Best Euros performance: round of 16 (2016)
For an outsider to upset the odds and win a major competition three qualities are essential, over and above luck and momentum. The most obvious plus is a strong work ethic allied to squad unity and here the Swiss come up trumps. They define themselves as a team of no stars who are greater than the sum of their parts. A forward enjoying a purple patch on the biggest stage of his career is another key ingredient. Haris Seferovic was prolific in Portugal last season and has carried that form into the tournament, scoring a goal every 72 minutes so far. A stand-out player to emerge is the last necessity, and for this look no further than Steven Zuber. Incredibly, the Eintracht Frankfurt midfielder has assisted every 38.5 minutes across his last four appearances for his country. Finding themselves in the more difficult half of the draw counts against the Swiss, as too does a disciplinary issue that sees Granit Xhaka suspended for their quarter-final clash with Spain. A 1-1 Nations League draw with La Roja last November offers genuine hope though.
Best Euros performance: group-stage (2012, 2016)

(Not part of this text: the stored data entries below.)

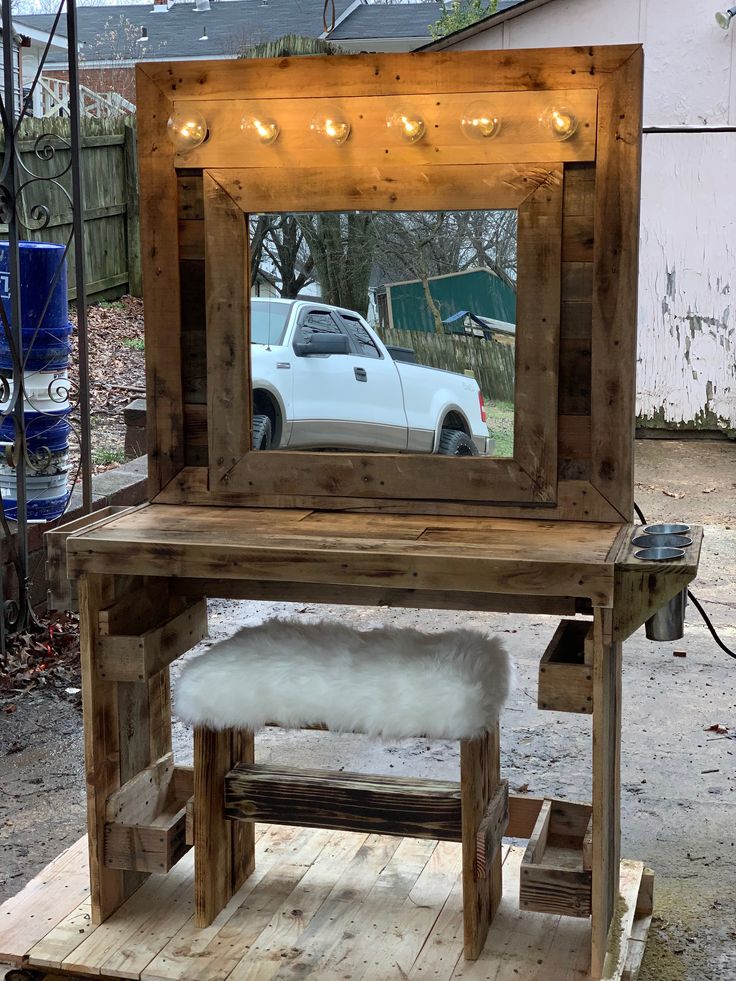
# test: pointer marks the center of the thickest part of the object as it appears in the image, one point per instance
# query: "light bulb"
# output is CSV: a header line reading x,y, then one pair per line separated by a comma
x,y
187,129
561,122
260,129
479,123
408,124
331,124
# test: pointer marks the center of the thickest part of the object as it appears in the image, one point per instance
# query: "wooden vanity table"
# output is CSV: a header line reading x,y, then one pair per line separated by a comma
x,y
547,531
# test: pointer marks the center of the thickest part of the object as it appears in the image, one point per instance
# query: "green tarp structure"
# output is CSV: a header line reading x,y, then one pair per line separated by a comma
x,y
479,290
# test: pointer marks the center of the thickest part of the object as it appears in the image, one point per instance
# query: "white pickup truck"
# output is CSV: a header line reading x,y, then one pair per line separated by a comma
x,y
322,379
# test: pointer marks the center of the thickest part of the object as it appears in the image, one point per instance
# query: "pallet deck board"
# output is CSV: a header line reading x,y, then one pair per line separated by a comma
x,y
321,904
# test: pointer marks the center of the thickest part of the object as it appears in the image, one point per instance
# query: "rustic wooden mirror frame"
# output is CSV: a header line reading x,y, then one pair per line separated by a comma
x,y
578,218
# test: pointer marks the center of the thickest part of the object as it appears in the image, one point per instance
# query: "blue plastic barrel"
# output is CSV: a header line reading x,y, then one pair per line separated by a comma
x,y
49,432
46,336
46,340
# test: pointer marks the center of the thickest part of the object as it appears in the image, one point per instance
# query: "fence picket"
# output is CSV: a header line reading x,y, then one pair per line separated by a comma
x,y
110,184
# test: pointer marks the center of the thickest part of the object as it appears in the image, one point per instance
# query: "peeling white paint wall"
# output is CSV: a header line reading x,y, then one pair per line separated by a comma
x,y
687,287
687,275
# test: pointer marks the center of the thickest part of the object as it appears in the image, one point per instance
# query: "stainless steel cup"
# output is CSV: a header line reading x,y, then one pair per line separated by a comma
x,y
652,541
668,623
659,554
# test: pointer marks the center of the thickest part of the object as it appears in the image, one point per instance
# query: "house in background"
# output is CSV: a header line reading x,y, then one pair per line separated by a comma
x,y
404,306
113,38
686,376
33,42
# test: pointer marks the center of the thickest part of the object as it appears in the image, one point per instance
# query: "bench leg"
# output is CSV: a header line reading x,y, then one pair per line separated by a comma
x,y
479,781
224,851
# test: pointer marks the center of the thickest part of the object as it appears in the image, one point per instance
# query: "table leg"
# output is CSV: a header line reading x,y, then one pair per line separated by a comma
x,y
479,780
606,784
127,726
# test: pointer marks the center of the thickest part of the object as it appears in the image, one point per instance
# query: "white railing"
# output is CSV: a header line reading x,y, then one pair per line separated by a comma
x,y
51,100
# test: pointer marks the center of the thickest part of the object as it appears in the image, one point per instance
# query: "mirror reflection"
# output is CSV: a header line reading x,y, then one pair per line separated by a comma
x,y
386,332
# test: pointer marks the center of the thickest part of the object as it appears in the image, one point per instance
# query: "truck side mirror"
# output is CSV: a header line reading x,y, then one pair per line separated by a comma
x,y
322,344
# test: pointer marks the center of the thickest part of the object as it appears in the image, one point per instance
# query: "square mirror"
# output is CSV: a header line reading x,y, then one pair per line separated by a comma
x,y
384,332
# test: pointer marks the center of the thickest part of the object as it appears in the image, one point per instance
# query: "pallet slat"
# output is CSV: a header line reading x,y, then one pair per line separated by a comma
x,y
345,801
553,876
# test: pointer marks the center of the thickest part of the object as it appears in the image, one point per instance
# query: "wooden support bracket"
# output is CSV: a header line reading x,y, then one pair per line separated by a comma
x,y
491,831
137,657
565,671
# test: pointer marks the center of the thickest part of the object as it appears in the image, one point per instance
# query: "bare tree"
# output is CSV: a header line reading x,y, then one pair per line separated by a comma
x,y
422,245
343,247
278,241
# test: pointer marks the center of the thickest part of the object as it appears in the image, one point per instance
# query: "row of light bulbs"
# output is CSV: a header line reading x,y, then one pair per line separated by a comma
x,y
187,128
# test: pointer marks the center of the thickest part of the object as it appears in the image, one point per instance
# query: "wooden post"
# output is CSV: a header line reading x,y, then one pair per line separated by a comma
x,y
224,851
479,779
132,212
606,845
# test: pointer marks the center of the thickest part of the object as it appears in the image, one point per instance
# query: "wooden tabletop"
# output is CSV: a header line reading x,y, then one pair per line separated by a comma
x,y
493,555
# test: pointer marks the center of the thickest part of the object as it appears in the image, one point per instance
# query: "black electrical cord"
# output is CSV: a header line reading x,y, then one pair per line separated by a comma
x,y
695,602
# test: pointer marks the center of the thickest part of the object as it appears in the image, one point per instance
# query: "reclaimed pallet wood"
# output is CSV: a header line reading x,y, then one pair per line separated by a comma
x,y
547,558
320,904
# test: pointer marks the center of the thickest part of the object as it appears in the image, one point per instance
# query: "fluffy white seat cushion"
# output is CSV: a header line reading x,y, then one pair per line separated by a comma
x,y
388,682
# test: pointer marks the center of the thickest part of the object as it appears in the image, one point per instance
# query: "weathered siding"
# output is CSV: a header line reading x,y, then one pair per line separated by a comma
x,y
687,312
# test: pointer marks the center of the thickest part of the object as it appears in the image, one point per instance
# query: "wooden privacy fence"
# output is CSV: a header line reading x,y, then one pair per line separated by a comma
x,y
492,363
110,186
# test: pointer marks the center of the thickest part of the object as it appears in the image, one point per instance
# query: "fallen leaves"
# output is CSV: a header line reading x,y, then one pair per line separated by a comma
x,y
47,657
116,374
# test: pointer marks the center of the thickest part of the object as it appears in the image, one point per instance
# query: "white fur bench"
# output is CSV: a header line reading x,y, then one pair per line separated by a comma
x,y
389,683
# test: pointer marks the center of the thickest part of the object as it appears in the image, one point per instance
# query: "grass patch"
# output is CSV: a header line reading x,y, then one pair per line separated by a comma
x,y
501,426
103,457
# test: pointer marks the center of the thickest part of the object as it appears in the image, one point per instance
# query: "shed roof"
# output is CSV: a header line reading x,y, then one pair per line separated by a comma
x,y
410,20
506,10
174,34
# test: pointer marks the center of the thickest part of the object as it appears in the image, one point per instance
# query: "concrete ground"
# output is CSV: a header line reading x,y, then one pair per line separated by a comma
x,y
678,777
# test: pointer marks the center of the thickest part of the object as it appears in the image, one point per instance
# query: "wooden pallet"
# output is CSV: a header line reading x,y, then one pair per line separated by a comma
x,y
321,904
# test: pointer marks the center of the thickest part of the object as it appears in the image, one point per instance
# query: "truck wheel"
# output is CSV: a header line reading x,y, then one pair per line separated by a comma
x,y
454,442
261,433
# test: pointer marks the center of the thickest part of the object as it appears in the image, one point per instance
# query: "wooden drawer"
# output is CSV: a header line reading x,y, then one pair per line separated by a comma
x,y
145,828
566,669
152,643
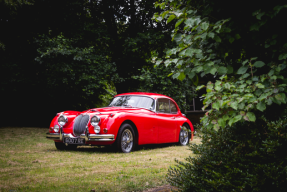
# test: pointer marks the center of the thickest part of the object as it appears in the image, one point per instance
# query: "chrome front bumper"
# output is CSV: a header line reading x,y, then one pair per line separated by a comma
x,y
87,137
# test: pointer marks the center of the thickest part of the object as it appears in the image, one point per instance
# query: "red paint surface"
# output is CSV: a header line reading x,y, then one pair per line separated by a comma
x,y
152,127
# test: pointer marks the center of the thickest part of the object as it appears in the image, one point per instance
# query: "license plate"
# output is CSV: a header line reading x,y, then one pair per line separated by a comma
x,y
74,141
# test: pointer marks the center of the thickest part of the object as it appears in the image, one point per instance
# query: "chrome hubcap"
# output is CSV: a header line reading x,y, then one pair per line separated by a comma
x,y
127,140
183,136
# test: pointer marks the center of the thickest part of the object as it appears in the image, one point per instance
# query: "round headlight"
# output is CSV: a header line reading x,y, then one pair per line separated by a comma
x,y
56,128
62,120
97,129
95,121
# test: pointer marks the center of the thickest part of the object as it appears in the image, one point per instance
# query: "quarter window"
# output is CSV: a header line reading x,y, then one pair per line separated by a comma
x,y
166,106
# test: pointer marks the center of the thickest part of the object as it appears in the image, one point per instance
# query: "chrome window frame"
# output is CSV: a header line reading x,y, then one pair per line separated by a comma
x,y
168,104
139,96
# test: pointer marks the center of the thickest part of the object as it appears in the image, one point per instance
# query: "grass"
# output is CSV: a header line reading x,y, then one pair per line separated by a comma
x,y
30,162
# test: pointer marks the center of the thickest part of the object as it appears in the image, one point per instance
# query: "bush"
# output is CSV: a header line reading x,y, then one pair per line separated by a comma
x,y
245,157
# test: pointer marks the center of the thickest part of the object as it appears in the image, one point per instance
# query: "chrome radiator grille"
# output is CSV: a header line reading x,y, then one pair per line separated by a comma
x,y
80,124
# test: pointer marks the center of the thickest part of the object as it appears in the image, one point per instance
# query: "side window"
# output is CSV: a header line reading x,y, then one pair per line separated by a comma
x,y
163,106
173,108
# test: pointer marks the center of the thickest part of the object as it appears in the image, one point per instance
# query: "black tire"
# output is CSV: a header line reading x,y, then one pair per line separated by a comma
x,y
63,146
125,141
184,135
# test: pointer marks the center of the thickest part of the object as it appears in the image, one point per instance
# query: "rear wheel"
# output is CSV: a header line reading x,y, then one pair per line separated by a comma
x,y
184,136
125,139
64,146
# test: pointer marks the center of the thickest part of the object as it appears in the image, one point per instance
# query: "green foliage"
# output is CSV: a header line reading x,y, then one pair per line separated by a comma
x,y
156,80
244,157
86,74
244,84
244,134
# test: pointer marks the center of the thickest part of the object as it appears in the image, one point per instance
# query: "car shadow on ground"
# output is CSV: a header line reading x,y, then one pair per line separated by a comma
x,y
112,149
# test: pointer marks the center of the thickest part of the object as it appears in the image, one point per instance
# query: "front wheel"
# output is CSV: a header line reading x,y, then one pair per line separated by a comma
x,y
183,136
125,138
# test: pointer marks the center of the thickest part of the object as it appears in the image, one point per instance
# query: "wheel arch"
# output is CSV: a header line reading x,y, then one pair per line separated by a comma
x,y
134,128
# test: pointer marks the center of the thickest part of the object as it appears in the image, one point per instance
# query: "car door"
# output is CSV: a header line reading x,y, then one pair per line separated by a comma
x,y
166,121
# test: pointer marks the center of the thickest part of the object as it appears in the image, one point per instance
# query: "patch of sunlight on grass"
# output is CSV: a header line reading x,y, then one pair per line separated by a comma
x,y
30,162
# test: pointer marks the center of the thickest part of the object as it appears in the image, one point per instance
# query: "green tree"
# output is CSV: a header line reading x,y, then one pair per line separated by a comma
x,y
157,80
246,55
117,34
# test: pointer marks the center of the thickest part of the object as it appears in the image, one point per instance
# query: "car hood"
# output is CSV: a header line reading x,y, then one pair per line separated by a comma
x,y
109,110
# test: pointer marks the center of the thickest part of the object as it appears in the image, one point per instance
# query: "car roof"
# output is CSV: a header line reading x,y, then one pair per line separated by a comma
x,y
154,95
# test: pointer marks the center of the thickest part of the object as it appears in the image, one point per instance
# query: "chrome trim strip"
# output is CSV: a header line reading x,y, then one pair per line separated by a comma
x,y
90,137
53,136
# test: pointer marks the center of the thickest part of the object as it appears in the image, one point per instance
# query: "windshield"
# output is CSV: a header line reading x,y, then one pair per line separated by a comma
x,y
133,101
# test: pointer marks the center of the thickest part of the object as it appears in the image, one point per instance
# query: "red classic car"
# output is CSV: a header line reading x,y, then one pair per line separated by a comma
x,y
130,119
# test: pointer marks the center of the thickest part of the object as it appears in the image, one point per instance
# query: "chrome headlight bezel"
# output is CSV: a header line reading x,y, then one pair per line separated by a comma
x,y
56,128
62,120
95,121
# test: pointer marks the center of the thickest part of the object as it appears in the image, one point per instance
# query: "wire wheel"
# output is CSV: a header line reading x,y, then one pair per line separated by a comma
x,y
127,140
183,136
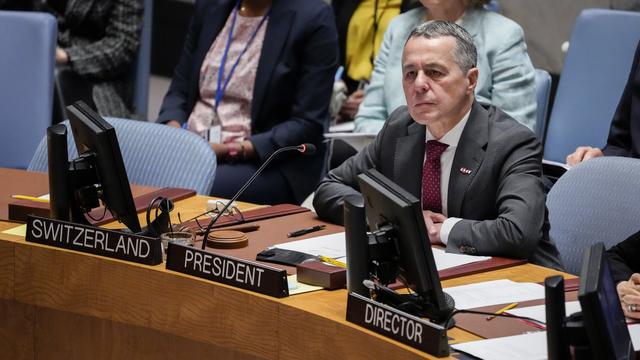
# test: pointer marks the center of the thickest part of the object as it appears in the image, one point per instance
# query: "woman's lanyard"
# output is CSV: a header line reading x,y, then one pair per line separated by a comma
x,y
221,89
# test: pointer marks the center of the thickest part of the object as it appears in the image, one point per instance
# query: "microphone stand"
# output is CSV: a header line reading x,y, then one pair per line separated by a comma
x,y
302,148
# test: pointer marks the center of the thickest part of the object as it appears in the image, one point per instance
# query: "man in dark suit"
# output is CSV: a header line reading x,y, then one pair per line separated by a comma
x,y
624,134
288,105
625,269
480,177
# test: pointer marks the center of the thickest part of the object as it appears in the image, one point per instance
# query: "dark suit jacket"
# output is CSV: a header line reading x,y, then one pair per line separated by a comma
x,y
293,83
501,202
624,134
624,258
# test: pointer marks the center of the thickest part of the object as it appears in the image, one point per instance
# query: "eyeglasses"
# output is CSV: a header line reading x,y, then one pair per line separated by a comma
x,y
233,214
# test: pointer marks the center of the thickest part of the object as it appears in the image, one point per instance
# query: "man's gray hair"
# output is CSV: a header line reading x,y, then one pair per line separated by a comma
x,y
465,54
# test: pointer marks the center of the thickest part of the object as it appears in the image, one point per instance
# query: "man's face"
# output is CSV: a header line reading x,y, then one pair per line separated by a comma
x,y
435,87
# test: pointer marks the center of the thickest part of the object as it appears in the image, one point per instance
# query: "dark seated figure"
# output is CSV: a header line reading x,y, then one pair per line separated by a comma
x,y
255,76
624,134
476,169
624,259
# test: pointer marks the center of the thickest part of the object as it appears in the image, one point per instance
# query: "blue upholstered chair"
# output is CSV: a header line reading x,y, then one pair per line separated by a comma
x,y
596,201
142,65
154,155
543,91
595,72
28,43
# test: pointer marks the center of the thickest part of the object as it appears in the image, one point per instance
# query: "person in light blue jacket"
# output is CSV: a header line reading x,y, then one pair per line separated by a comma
x,y
506,75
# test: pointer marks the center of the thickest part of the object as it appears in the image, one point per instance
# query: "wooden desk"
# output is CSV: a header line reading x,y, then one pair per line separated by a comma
x,y
22,182
57,303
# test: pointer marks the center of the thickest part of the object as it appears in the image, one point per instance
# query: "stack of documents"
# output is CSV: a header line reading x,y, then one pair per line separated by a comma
x,y
531,346
333,246
538,312
494,293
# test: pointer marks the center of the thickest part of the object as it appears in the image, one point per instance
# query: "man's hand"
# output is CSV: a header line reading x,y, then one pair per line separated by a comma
x,y
433,221
221,150
583,153
61,56
174,123
350,106
629,293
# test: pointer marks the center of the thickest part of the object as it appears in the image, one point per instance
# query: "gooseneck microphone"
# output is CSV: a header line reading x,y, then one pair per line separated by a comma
x,y
305,149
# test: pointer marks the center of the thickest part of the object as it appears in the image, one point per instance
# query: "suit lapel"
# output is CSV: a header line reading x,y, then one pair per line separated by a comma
x,y
280,21
468,158
408,159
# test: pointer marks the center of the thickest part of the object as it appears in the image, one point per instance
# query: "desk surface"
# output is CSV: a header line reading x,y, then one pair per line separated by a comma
x,y
64,304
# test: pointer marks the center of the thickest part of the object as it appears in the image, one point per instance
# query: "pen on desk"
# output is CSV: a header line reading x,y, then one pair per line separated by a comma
x,y
332,261
506,308
30,198
306,230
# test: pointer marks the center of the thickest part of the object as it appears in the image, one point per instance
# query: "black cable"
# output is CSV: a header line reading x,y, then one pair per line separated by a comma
x,y
462,311
104,213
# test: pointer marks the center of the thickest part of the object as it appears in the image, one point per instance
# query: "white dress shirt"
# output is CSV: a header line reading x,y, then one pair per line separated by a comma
x,y
451,138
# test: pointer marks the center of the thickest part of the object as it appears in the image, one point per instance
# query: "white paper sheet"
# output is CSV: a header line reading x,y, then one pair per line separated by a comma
x,y
332,246
526,346
531,346
357,140
538,312
634,331
446,260
348,126
494,293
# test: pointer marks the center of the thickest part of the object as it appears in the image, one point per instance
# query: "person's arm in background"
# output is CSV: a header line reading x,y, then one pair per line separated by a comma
x,y
312,89
513,78
113,54
173,110
619,140
373,112
625,269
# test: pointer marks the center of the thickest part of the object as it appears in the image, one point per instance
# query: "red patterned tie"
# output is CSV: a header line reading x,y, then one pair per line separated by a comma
x,y
431,198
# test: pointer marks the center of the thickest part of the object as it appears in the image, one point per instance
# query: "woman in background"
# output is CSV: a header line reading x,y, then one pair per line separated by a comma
x,y
255,76
506,75
361,25
98,40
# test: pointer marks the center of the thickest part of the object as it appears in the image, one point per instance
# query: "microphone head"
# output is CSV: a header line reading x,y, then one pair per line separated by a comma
x,y
307,149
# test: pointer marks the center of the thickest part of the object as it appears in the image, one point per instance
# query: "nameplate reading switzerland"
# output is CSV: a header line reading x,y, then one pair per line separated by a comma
x,y
228,270
405,328
94,240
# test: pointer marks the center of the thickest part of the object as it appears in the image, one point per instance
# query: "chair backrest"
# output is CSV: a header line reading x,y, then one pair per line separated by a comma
x,y
142,65
154,155
596,201
594,75
543,90
28,43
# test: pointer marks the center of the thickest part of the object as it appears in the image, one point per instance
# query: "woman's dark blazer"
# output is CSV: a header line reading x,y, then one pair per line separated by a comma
x,y
293,83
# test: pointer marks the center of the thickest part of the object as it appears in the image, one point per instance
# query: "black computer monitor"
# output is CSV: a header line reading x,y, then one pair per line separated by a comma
x,y
97,173
601,310
398,214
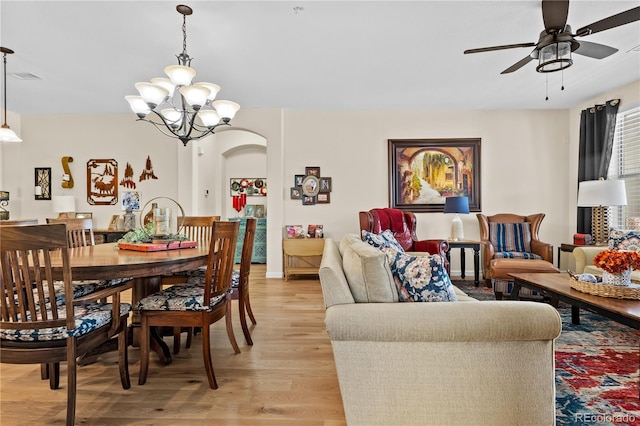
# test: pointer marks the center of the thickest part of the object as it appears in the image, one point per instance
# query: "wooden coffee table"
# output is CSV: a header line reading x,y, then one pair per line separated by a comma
x,y
556,286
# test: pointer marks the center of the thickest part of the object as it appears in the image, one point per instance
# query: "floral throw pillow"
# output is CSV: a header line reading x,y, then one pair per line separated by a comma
x,y
420,278
383,240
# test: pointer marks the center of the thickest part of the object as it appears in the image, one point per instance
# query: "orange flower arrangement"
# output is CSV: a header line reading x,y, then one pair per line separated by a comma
x,y
617,261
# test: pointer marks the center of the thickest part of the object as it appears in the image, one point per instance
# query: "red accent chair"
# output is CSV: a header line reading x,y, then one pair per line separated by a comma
x,y
403,226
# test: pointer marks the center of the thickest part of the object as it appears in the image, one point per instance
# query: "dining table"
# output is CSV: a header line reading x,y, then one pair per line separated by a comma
x,y
108,261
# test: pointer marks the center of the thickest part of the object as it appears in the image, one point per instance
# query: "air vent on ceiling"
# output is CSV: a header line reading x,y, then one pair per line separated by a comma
x,y
25,76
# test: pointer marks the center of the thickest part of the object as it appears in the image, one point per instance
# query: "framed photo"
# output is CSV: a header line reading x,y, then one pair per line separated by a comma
x,y
296,193
312,171
102,182
323,198
131,200
42,183
113,223
325,185
424,172
310,186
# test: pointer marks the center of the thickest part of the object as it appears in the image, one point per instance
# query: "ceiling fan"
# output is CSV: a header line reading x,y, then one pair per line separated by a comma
x,y
556,43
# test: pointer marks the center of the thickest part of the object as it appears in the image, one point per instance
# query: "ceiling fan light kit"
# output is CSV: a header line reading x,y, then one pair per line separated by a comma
x,y
176,106
556,43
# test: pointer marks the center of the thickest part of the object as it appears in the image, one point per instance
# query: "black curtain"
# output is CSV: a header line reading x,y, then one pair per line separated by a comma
x,y
597,127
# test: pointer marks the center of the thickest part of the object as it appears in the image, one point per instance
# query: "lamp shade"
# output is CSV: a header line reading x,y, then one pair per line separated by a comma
x,y
64,203
596,193
456,205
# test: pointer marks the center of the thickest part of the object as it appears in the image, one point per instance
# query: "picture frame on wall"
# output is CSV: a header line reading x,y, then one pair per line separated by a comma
x,y
312,171
424,172
42,183
296,193
323,198
308,200
325,184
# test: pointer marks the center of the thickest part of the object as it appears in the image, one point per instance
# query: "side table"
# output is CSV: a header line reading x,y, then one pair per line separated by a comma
x,y
462,244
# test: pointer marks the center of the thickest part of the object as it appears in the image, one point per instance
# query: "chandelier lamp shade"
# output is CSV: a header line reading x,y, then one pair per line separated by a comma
x,y
6,134
457,205
176,105
599,195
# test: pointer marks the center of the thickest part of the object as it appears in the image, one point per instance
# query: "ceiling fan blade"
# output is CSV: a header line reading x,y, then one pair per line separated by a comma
x,y
524,61
505,46
613,21
554,14
595,50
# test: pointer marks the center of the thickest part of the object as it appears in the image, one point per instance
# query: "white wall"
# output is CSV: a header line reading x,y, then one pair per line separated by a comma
x,y
528,163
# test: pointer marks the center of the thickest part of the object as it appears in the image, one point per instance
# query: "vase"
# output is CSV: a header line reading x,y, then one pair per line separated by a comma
x,y
623,279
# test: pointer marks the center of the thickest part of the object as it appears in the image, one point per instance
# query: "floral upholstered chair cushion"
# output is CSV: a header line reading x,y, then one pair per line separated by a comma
x,y
182,297
87,318
382,240
420,278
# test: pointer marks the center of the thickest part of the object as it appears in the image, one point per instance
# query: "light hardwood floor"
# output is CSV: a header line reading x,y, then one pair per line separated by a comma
x,y
287,378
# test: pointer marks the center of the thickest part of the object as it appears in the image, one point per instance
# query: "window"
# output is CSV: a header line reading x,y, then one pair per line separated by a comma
x,y
625,164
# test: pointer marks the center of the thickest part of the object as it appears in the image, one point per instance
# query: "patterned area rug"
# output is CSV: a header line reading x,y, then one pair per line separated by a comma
x,y
597,363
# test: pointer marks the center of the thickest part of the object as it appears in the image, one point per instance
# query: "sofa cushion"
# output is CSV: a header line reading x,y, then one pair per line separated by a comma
x,y
420,278
624,240
384,239
510,237
367,271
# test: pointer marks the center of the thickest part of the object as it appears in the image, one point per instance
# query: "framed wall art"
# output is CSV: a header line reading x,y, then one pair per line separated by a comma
x,y
102,182
42,189
423,172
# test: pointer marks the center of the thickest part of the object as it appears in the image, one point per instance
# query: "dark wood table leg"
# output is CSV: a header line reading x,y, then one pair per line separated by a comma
x,y
143,287
575,315
476,266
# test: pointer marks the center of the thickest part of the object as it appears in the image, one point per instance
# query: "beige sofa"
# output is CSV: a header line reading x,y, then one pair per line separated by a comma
x,y
453,363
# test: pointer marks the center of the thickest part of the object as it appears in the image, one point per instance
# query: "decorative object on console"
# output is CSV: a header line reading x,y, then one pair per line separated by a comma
x,y
6,134
42,189
67,178
4,202
63,205
311,188
102,182
599,195
185,111
249,186
423,172
633,223
148,173
456,205
582,239
127,181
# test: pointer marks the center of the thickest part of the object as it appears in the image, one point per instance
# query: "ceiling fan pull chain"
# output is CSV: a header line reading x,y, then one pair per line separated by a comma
x,y
546,89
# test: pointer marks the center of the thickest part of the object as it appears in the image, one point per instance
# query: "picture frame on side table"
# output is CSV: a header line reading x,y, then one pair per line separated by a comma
x,y
424,172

Ukraine have nothing to lose and that makes them a very dangerous proposition for England in Rome on Saturday evening. Going into the summer, Andriy Shevchenko insisted qualification from Group C would represent significant progress while several tipsters had them down as possible quarter-finalists. Everything from here is a free hit.What's more, they have enough quality in the final third to genuinely trouble an English rearguard that is winning plaudits without yet being properly tested. Roman Yaremchuk has scored four goals in his last seven. Ruslan Malinovskiy meanwhile finished off his Serie A campaign with Atalanta in spectacular fashion, directly contributing to 15 goals in the Goddess' last 11 games. Then there's West Ham's Andriy Yarmolenko who can be brilliant or anonymous entirely dependent on mood.Regarding form, there doesn't appear to be any middle ground with this team. They're either flying, capable of beating Portugal and holding Italy, or stuck in a sustained slump and having seven put past them by France. Right now, buoyed by a 120th minute winner against Sweden, it's the former and England should beware.